Jobs act, Camusso e Bersani: “Battaglia”. Renzi: “Difendono ideologie, non gente”

Sinistra scatenata sulla riforma del lavoro. Il segretario della Cgil: "Pensa alla Thatcher ed è in continuità con Berlusconi". L'ex leader Pd: "A rischio i diritti dei lavoratori, pronti gli emendamenti". Landini: "Il contratto a tutele progressive è una presa per il culo". La Fiom anticipa la manifestazione al 18 ottobre. Vendola: "Cose da estrema destra". Il presidente del Consiglio: "Vogliamo cittadini uguali, mentre le organizzazioni hanno contribuito al precariato"

La sinistra contro Matteo Renzi. Al centro della sfida il lavoro. Susanna Camusso paragona il presidente del Consiglio a Margaret Thatcher e a Silvio Berlusconi. Maurizio Landini dice che la riforma dei contratti “è una presa per il culo“. Nichi Vendola parla di una “cosa da estrema destra”. Ma quello che può preoccupare di più Renzi, il Pd e la maggioranza di governo sono le parole di Pierluigi Bersani, che è tornato a guidare la minoranza del partito: “Presenteremo molti emendamenti, sarà battaglia in Parlamento”. Il presidente del Consiglio, come al solito, non sopporta di rimanere nell’angolo: “A quei sindacati che vogliono contestarci – dice – chiedo: dove eravate in questi anni quando si è prodotta la più grande ingiustizia, tra chi il lavoro ce l’ha e chi no, tra chi ce l’ha a tempo indeterminato e chi precario” perché “si è pensato a difendere solo le battaglie ideologiche e non i problemi concreti della gente”. Quindi non c’entra la Thatcher: “Sono i diritti di chi non ha diritti quello che ci interessa: li difenderemo in modo concreto e serio. Non siamo impegnati in uno scontro del passato, ideologico“, “non vogliamo il mercato del lavoro di Margareth Thatcher ma un mercato del lavoro giusto”, con “cittadini tutti uguali”. Con la riforma del lavoro il governo pensa “a quelli a cui non ha pensato nessuno in questi anni, che vivono di co.co.pro. e co.co.co e che sono condannati a un precariato a cui il sindacato ha contribuito preoccupandosi solo dei diritti di qualcuno e non di tutti”. 

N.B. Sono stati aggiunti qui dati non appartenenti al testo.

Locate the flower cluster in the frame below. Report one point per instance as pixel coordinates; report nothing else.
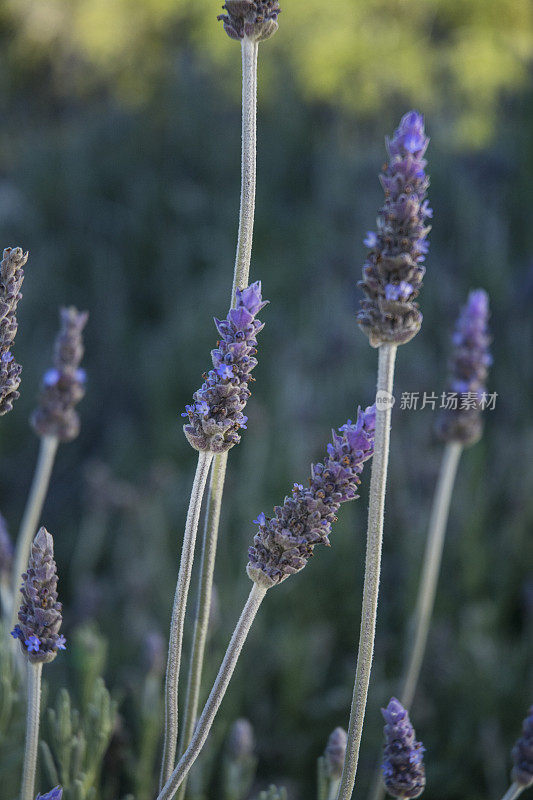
(215, 416)
(6, 551)
(40, 613)
(256, 19)
(403, 767)
(335, 753)
(11, 277)
(284, 543)
(469, 369)
(63, 385)
(393, 271)
(53, 794)
(522, 753)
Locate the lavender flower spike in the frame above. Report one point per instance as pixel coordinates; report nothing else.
(215, 416)
(393, 271)
(53, 794)
(11, 277)
(469, 369)
(522, 753)
(284, 543)
(63, 385)
(255, 19)
(40, 613)
(403, 768)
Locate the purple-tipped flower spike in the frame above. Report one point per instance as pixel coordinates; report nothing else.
(6, 551)
(469, 366)
(215, 416)
(522, 754)
(241, 740)
(335, 753)
(63, 385)
(403, 766)
(53, 794)
(256, 19)
(11, 277)
(40, 613)
(285, 542)
(393, 271)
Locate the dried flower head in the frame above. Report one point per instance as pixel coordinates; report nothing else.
(522, 754)
(11, 277)
(241, 740)
(40, 613)
(6, 551)
(63, 386)
(215, 416)
(53, 794)
(393, 271)
(284, 543)
(403, 766)
(256, 19)
(469, 369)
(335, 753)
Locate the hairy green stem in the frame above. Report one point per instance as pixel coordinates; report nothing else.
(216, 696)
(27, 791)
(387, 355)
(218, 473)
(203, 608)
(32, 514)
(428, 584)
(178, 616)
(513, 791)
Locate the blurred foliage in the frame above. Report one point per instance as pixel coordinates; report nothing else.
(444, 55)
(119, 170)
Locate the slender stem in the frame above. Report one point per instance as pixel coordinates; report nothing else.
(216, 489)
(513, 791)
(27, 791)
(431, 567)
(178, 616)
(203, 608)
(387, 355)
(428, 584)
(32, 513)
(248, 166)
(218, 691)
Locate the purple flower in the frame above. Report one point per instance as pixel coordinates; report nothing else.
(392, 274)
(216, 416)
(468, 371)
(284, 543)
(11, 277)
(63, 385)
(40, 612)
(53, 794)
(522, 754)
(33, 644)
(403, 768)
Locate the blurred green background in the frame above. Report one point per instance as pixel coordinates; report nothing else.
(119, 171)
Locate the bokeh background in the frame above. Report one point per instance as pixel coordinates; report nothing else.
(119, 171)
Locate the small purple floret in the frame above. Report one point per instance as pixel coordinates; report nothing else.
(285, 542)
(403, 769)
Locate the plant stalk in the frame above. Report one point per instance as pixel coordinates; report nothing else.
(178, 616)
(216, 696)
(27, 791)
(428, 583)
(31, 517)
(203, 608)
(249, 51)
(386, 359)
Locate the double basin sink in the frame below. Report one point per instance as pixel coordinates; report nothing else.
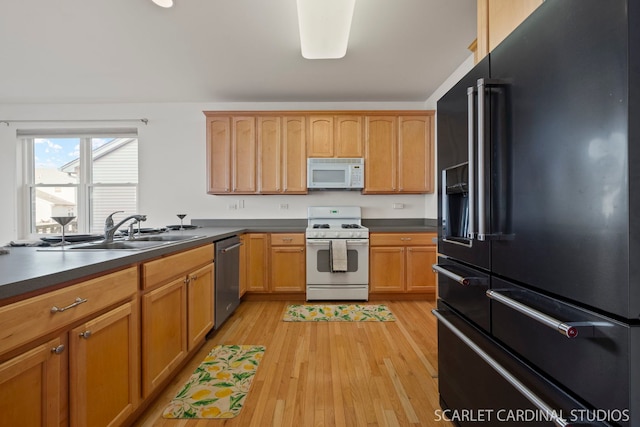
(139, 243)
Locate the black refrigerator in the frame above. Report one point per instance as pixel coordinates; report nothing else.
(539, 224)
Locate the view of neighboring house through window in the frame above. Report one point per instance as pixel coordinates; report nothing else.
(86, 177)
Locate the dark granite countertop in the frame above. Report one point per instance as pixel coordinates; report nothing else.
(28, 270)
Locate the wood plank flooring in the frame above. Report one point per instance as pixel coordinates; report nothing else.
(328, 373)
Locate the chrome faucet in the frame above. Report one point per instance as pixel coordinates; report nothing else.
(110, 229)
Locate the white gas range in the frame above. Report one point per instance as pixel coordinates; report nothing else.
(337, 254)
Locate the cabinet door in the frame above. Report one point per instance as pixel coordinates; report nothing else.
(164, 332)
(420, 276)
(348, 136)
(243, 148)
(415, 154)
(294, 158)
(381, 156)
(219, 155)
(200, 306)
(386, 269)
(257, 262)
(104, 368)
(320, 143)
(288, 272)
(30, 387)
(269, 155)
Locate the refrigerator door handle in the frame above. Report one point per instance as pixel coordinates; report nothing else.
(465, 281)
(568, 329)
(471, 116)
(482, 234)
(504, 373)
(482, 224)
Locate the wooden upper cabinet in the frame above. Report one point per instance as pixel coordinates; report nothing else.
(348, 136)
(294, 155)
(381, 154)
(243, 150)
(218, 155)
(335, 136)
(269, 154)
(497, 19)
(265, 152)
(320, 142)
(399, 154)
(281, 155)
(415, 154)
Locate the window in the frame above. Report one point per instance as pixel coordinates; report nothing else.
(85, 174)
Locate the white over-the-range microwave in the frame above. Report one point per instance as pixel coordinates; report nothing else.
(335, 173)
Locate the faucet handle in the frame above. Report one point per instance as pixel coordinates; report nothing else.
(109, 221)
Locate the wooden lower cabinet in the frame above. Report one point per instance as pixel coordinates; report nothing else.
(401, 263)
(256, 262)
(177, 311)
(386, 269)
(104, 368)
(200, 308)
(273, 263)
(71, 356)
(164, 332)
(31, 387)
(288, 262)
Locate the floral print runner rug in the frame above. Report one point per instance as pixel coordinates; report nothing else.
(219, 386)
(338, 313)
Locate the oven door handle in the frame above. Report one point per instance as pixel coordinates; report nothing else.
(317, 242)
(504, 373)
(568, 329)
(465, 281)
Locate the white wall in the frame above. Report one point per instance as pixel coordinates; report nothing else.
(431, 200)
(173, 160)
(173, 163)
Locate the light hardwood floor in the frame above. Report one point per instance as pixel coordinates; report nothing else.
(329, 373)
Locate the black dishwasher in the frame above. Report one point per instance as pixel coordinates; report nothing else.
(227, 284)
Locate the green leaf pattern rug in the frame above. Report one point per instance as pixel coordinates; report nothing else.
(219, 386)
(337, 313)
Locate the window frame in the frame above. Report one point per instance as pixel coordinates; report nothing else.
(84, 186)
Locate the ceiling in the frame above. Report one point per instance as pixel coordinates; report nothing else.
(121, 51)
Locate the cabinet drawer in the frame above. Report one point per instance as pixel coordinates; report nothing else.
(27, 320)
(287, 239)
(167, 268)
(403, 239)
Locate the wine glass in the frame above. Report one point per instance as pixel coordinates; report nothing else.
(181, 216)
(63, 220)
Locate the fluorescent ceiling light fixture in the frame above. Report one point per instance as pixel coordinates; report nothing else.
(324, 27)
(163, 3)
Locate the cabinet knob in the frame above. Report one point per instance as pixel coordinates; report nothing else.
(76, 303)
(58, 349)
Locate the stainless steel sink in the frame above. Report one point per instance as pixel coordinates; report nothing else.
(164, 238)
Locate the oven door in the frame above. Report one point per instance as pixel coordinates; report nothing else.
(319, 263)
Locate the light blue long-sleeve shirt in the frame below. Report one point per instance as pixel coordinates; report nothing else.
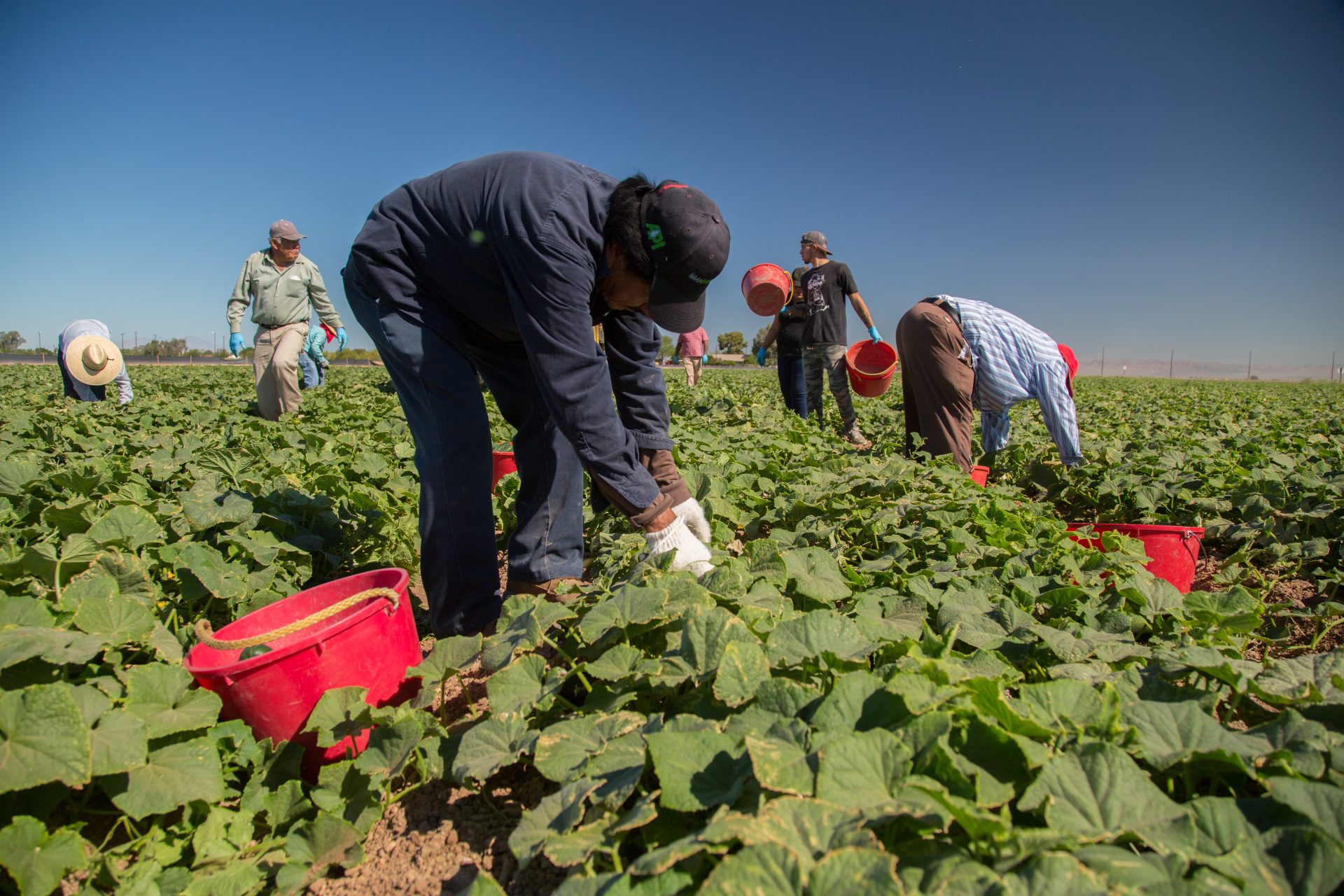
(76, 330)
(1015, 362)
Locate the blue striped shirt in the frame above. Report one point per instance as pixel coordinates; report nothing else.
(1015, 362)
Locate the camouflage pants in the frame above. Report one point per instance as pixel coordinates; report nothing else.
(828, 358)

Il Pd: “Non mancherà ascolto, ma no a ultimatum”
C’è chi assicura che quello della Cgil è un bluff, che lo sciopero non si farà, che l’autunno non sarà affatto caldo. Ma le premesse dicono che lo scontro è aperto. La Fiom, per esempio, ha già anticipato la 
manifestazione nazionale di una settimana, dal 25 al 18 ottobre, sempre di sabato. Un’accelerazione proprio in risposta alle decisioni sull’articolo 18. “Le discussioni aiutano a migliorarsi, l’importante è che non ci siano ultimatum o posizioni ideologiche. Abbiamo tutti l’ambizione di non ridurre i diritti e creare posti di lavoro” dice il sottosegretario a Palazzo Chigi Graziano Delrio da Atreju. Debora Serracchiani assicura che non “mancherà l’ascolto”, ma dal resto della squadra renziana i toni sono da bivio, da prendere o lasciare: “La sinistra italiana – commenta il sindaco di Firenze, Dario Nardella – deve decidere se essere una grande sinistra moderna, riformista di stampo liberal e innovatrice o una sinistra conservatrice ormai legata al modello diventato insostenibile del welfare del secolo scorso”. Qualcun altro come il deputato Andrea Marcucci derubrica tutto a “dibattito da cineforum”. Il presidente del partito, Matteo Orfini, che una volta era anti e ora è pro Renzi, ne fa una questione di merito: “Scioperi senza leggere il testo?”. Maurizio Sacconi, infine, ricorda a tutti che la maggioranza di governo non può fare a meno del suo lato destro (Ncd, Scelta Civica, centristi variopinti) e che il testo in discussione è frutto di un’intesa tra tutti. Qualcuno descriveva Renzi molto più preoccupato per la gestione della questione lavoro che non per l’inchiesta su suo padre. Come già accaduto per molti dei governi degli ultimi vent’anni, potrebbe diventare il suo problema principale.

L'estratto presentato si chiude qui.